PASTOR - Dai-me a mão. Filha, a vossa também.
POLÍXENES - Um momentinho, mancebo, por obséquio. Tendes pai?
FLORIZEL - Tenho, sim; mas, que importa?
POLÍXENES - E ele se encontra ciente do que se passa?
FLORIZEL - Não, nem nunca virá a saber de nada.
POLÍXENES - Parece-me que um pai, nas núpcias de seu filho é o convidado que mais condiz à mesa.
Respondei-me de novo, por obséquio: já se encontra vosso pai, porventura, inteiramente incapaz de tratar
de assunto sério? A idade e o reumatismo deprimente deixaram-no abobado? Pode, acaso, falar? Entende
o que se diz? Distingue bem as pessoas? Gere os seus negócios? Preso ao leito se encontra, e em quanto
faça parece criança?
FLORIZEL - Não, meu bom senhor; tem bastante saúde e ainda revela vigor acima dos da sua idade.

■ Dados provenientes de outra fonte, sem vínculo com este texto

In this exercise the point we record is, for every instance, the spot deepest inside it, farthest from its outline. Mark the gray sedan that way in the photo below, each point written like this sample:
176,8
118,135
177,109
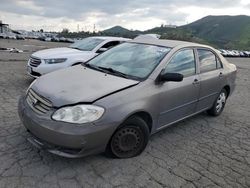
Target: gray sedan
114,102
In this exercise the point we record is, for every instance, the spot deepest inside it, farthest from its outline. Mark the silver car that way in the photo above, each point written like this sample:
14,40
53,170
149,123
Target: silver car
114,102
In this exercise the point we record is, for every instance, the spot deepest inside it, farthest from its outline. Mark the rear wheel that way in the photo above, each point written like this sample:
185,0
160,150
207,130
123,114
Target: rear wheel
130,139
219,104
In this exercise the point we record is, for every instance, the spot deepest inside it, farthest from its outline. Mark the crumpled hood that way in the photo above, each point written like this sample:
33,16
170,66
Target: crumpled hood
59,53
78,84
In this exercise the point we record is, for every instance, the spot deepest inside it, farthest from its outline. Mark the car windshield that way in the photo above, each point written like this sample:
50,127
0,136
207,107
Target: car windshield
87,44
130,59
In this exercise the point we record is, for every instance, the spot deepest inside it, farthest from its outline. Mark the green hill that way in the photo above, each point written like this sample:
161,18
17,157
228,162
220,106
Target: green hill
232,32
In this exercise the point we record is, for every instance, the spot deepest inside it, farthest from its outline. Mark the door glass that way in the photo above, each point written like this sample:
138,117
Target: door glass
183,62
207,60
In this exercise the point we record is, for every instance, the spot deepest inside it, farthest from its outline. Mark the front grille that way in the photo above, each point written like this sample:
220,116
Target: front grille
35,62
39,104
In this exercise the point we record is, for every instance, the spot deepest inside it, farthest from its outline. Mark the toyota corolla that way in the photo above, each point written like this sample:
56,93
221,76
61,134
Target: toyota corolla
114,102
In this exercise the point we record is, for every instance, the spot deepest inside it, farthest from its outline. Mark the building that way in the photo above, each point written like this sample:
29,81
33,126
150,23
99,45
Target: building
4,28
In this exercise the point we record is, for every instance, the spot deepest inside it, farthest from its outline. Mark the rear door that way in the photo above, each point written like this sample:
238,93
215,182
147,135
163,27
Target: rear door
211,78
179,99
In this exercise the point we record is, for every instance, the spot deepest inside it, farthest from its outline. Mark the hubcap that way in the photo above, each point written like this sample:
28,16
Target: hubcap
127,141
220,102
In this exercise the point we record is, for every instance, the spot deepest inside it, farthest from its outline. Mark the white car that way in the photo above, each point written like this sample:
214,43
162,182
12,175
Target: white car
49,60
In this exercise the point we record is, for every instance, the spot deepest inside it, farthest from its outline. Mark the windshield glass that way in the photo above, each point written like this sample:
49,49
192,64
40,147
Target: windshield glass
132,59
87,44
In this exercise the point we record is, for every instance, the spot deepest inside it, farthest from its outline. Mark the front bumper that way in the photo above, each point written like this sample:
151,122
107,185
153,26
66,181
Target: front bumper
64,139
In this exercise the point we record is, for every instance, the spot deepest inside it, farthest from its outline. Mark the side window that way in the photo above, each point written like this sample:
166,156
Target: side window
183,62
208,61
219,64
110,44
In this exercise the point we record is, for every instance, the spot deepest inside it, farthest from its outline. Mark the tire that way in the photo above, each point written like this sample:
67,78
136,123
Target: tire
219,104
130,139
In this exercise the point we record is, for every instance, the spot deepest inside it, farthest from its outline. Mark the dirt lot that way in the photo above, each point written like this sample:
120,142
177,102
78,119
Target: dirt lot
199,152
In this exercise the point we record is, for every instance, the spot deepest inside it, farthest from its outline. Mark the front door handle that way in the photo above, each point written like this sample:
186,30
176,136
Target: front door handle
196,81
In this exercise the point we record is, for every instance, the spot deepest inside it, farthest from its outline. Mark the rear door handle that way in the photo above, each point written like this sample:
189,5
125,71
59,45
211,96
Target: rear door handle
196,81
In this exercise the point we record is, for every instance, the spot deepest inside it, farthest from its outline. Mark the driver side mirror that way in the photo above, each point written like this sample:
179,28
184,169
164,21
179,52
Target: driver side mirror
101,50
170,77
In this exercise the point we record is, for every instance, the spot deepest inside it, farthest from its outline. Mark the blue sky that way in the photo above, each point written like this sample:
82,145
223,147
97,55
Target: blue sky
54,15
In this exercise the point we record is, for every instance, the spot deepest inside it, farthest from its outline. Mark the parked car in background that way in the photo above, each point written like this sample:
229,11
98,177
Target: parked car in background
114,102
46,61
234,53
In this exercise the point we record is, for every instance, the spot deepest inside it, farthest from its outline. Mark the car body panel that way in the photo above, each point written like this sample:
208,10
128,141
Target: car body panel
78,85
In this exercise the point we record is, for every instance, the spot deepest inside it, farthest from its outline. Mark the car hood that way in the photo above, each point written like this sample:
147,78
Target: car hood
78,84
59,53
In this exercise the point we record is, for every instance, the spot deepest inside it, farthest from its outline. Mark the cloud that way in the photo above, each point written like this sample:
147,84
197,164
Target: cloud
139,14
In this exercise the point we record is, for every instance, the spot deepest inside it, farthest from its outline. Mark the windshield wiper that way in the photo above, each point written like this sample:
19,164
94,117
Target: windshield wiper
110,70
75,48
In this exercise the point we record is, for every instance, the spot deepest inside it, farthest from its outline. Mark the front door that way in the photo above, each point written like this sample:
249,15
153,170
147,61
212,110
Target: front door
179,99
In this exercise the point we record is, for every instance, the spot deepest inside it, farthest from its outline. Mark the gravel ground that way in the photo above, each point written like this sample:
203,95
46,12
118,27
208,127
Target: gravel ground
201,151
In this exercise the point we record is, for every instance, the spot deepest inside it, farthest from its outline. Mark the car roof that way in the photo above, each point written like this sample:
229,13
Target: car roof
168,43
111,38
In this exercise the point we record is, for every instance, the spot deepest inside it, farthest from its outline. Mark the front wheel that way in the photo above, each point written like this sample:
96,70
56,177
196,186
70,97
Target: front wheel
219,104
130,139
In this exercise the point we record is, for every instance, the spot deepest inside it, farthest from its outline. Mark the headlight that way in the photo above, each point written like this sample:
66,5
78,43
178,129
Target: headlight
78,114
53,61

POLÍXENES - Se for assim, por esta barba branca, não procedeis, em relação a ele, como a um filho
compete. A razão manda que meu filho por si escolha esposa; mas a mesma razão fala bem alto que o pai
- cuja maior felicidade consiste em ter uma bonita prole - também opine em semelhante caso.
FLORIZEL - Concedo tudo; mas por outras causas; reverendo senhor, que não vos posso revelar, a meu
pai não direi nada com respeito a este assunto.
POLÍXENES - Não; contai-Ihe.
FLORIZEL - É impossível.
POLÍXENES - Falai-lhe, por obséquio.
FLORIZEL - Não poderá saber o que se passa.
POLÍXENES - Meu filho, usa com ele de franqueza; não ficará zangado ao ter ciência da escolha que
fizeste.
FLORIZEL - Vamos! Vamos! É impossível. Firmemos nossa união.
POLÍXENES (descobrindo-se) - Vosso divórcio, moço, a quem não devo dar o nome de filho, pois te
mostras vil demais para que eu te reconheça. Um herdeiro do cetro, que prefere cajado de pastor!... Só o
que me pesa, velho traidor, é reduzir-te a vida de uma semana apenas, como mandar-te pendurar numa
forca. E tu, bonito tipo de feiticeira, que sabias muito bem que real tolo tinhas preso...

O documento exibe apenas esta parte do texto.